Viruses control algae behavior with stolen protein, study finds

Channelrodopsins are an essential tool used by neuroscience and optogenetics.

Viruses (antennae) are seen attacking algae. (photo credit: COURTESY TECHNION)
Viruses (antennae) are seen attacking algae.
(photo credit: COURTESY TECHNION)
For the first time, scientists from the Technion-Israel Institute of Technology have found that marine giant viruses could be stealing proteins from algae and reinfecting them with it as a means to control their movements and behavior.
The study itself focuses on rhodopsins, a type of protein used by single-cell organisms to both harvest and detect light. One of these rhodopsins, known as channelrodopsins (ChRs), was first found as green algal proteins, and were believed to have originated as part of a giant marine virus that infects algae.
ChRs works by directly translating light into ion fluxes on cell membranes. They are often used by neuroscientists as part of optogenetics to both simulate and inhibit neurons through light. The field of optogenetics itself has essentially revolutionized the neuroscience research, and is widely considered to be the most effective means to activate specific cells and study their impact on the overall body.
But when Technion's Prof. Oded Béjà and postdoctoral researcher Dr. Andrey Rozenberg began studying ChRs further through a metagenomic analysis of the seawater, they ended up discovering a previously unknown family of ChRs. And these findings, published in the academic journal Current Biology, shows that widespread scientific consensus on the origin of ChRs may have been mistaken.

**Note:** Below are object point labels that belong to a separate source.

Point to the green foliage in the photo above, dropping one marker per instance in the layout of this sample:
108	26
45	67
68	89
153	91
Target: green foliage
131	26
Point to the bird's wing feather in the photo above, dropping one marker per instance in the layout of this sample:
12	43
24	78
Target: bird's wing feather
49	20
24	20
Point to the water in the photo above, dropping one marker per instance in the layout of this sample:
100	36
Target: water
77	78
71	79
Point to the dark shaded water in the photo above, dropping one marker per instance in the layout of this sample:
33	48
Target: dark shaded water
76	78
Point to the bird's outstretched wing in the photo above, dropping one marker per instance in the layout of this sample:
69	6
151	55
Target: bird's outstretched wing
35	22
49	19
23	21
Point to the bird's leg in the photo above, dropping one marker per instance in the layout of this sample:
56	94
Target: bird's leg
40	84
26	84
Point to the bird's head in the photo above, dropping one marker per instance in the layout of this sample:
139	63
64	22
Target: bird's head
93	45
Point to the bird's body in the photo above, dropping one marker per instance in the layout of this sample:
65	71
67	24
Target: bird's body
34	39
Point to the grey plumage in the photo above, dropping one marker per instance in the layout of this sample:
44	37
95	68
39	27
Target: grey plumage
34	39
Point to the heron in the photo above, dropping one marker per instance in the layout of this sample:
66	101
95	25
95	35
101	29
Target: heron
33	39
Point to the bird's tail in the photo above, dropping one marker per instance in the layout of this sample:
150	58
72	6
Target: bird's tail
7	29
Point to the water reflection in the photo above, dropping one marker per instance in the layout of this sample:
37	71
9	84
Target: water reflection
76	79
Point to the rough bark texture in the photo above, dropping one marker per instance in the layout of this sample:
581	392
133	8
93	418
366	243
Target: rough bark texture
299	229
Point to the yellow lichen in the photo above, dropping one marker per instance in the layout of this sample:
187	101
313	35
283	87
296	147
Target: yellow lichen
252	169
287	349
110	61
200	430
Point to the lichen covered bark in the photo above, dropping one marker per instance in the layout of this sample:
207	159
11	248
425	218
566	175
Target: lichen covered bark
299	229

“Our quest led us to the conclusion that the origin of these channelrhodopsins is not in the virus but in the algae that they infect, and we estimate that at some point in the evolutionary process, a giant alga-infecting virus 'stole' a channelrhodopsin gene for its own benefit,” Béjà said in a statement. 
While it remains unclear why exactly viruses carry ChR genes, it is most likely that they use it essentially control their hosts.
“We hypothesize that the viruses can manipulate the host’s swimming behavior, thus controlling its light responses and directing it to locations where irradiation conditions are favorable for the virus.”